THE LAW-BREAKERS AND OTHER STORIES

The American Short Story Series

Volume 58


By Robert Grant






CONTENTS

THE LAW-BREAKERS

II


AGAINST HIS JUDGMENT

ST. GEORGE AND THE DRAGON

THE ROMANCE OF A SOUL


AN EXCHANGE OF COURTESIES

II


ACROSS THE WAY

A SURRENDER








THE LAW-BREAKERS

I

George Colfax was in an outraged frame of mind, and properly so. Politically speaking, George was what might be called, for lack of a better term, a passive reformer. That is, he read religiously the New York Nation, was totally opposed to the spoils system of party rewards, and was ostensibly as right-minded a citizen as one would expect to find in a Sabbath day’s journey.

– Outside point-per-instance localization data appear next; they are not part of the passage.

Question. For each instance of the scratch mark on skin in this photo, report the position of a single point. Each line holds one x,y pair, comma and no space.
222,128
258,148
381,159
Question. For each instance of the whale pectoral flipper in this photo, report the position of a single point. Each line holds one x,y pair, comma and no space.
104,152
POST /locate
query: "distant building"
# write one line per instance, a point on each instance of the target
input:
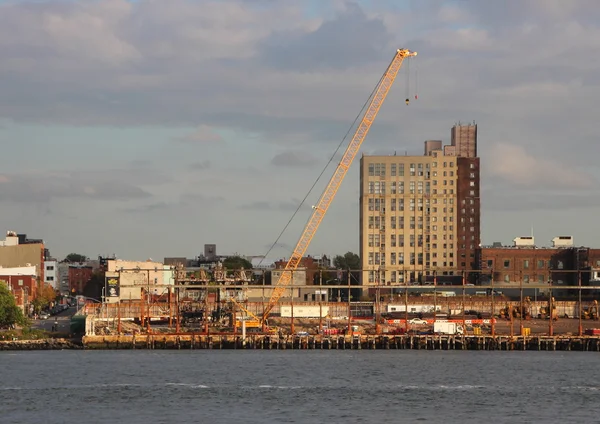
(420, 215)
(130, 280)
(22, 283)
(19, 251)
(210, 251)
(51, 276)
(78, 277)
(562, 264)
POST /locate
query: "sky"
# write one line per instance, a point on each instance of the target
(149, 128)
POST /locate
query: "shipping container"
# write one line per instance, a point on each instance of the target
(304, 311)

He subscribed one dollar a year to the civil-service reform journal, and invariably voted on Election Day for the best men, cutting out in advance the names of the candidates favored by the Law and Order League of his native city, and carrying them to the polls in order to jog his memory. He could talk knowingly, too, by the card, of the degeneracy of the public men of the nation, and had at his finger-ends inside information as to the manner in which President This or Congressman That had sacrificed the ideals of a vigorous manhood to the brass idol known as a second term. In fact, there was scarcely a prominent political personage in the country for whom George had a good word in every-day conversation. And when the talk was of municipal politics he shook his head with a profundity of gloom which argued an utterly hopeless condition of affairs—a sort of social bottomless pit.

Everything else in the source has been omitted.